Глава 9. ЖИТОМИРСКИЙ ЭТАПНЫЙ ЛАЗАРЕТ
Глава 9. ЖИТОМИРСКИЙ ЭТАПНЫЙ ЛАЗАРЕТ
В самых первых числах января 1916 года мы поехали. Лазарет помещался на окраине города, на опушке большого леса, у самой реки Аа. Это было помещение Учительской семинарии. Лазарет был небольшой, и мы только занимали небольшую часть. В семинарии занятия продолжались.
Встретили нас в лазарете хорошо: дали на нас двоих отдельную комнату, но быстро и мы, и персонал лазарета поняли, что не сойдемся: слишком мы были разные и друг другу чужие. Весь персонал лазарета — два врача, жена старшего врача и четыре сестры — был из Житомира. Все они были дружны между собой, у них были общие интересы и одинаковое отношение к работе. Они были профессионалы, работали, как чиновники. Сестры — три общинских, две из них уже пожилые, наконец, молоденькая полька была сестрой-хозяйкой. Кормила очень однообразно и удивительно невкусно. Часто какими-то польскими блюдами.
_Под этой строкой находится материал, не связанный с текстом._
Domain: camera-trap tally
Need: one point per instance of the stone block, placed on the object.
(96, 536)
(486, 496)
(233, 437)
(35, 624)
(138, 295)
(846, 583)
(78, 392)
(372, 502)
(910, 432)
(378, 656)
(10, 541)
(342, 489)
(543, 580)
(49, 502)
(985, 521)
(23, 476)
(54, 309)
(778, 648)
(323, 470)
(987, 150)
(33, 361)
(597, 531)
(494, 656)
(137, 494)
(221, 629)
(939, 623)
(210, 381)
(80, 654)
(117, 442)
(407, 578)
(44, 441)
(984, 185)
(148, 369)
Лазарет был полон ранеными и больными, почти все лежачие, но особенно тяжелых не было. Мы сразу взялись за работу, так, как мы ее понимали, — работать хорошо нам не могли запретить, но сестрам, даже старшей, это не понравилось: они привыкли себя не утруждать. Делали все необходимое, но ранеными не интересовались: кончив все назначения, усаживались отдыхать, а ночью, уткнувшись где-нибудь в уголку, просто спали. Мы же обе работали по-кауфмански — если не было дела, его находили: часто читали солдатам, что-нибудь рассказывали, писали для них письма. На свое жалованье покупали им леденцы, папиросы. Некоторых солдат помню и сейчас. Было два молоденьких совсем, с мокрыми плевритами. Совсем дети! С ними мы особенно возились, они нас слушались, нам верили и всегда при выкачиваниях жидкости просили, чтобы одна из нас их держала.
В моей палате лежал контуженный солдат Иван, фамилию не помню, он лежал тихо, как будто без сознания. Потом стал постепенно понимать, что от него хотели. А потом и то, что ему говорили, но сам еще не произносил ни слова — был немой. Я постоянно к нему подходила, что-то рассказывала, он с удовольствием слушал и жестами старался объяснить, что ему надо, и всегда следил за моими глазами. И вдруг он стал издавать какие-то звуки и со страшным усилием закричал: «Сестрица!» — и потом долго все повторял, точно хотел запомнить. За этим первым словом сказал другое, тоже часто повторяющееся в палате, за ним третье. Я поняла, что он говорить может, но забыл слова. Стала с ним заниматься, учить его разным словам. И то слово, которое он раз сказал, он уже не забывал. Так я научила его говорить, и, когда он выписался, он мог разговаривать.
С санитарами у нас установились прекрасные отношения, и мы им вполне доверяли: санитары были не только наши подчиненные, но и друзья! Сколько раз на ночном дежурстве, когда все спят, все тихо, подходит санитар, присаживается на пол около моего стула и начинает рассказывать про свою деревню, про свою семью. Часто мы им писали письма домой, а иногда доходило до того, что они приходили с нами советоваться.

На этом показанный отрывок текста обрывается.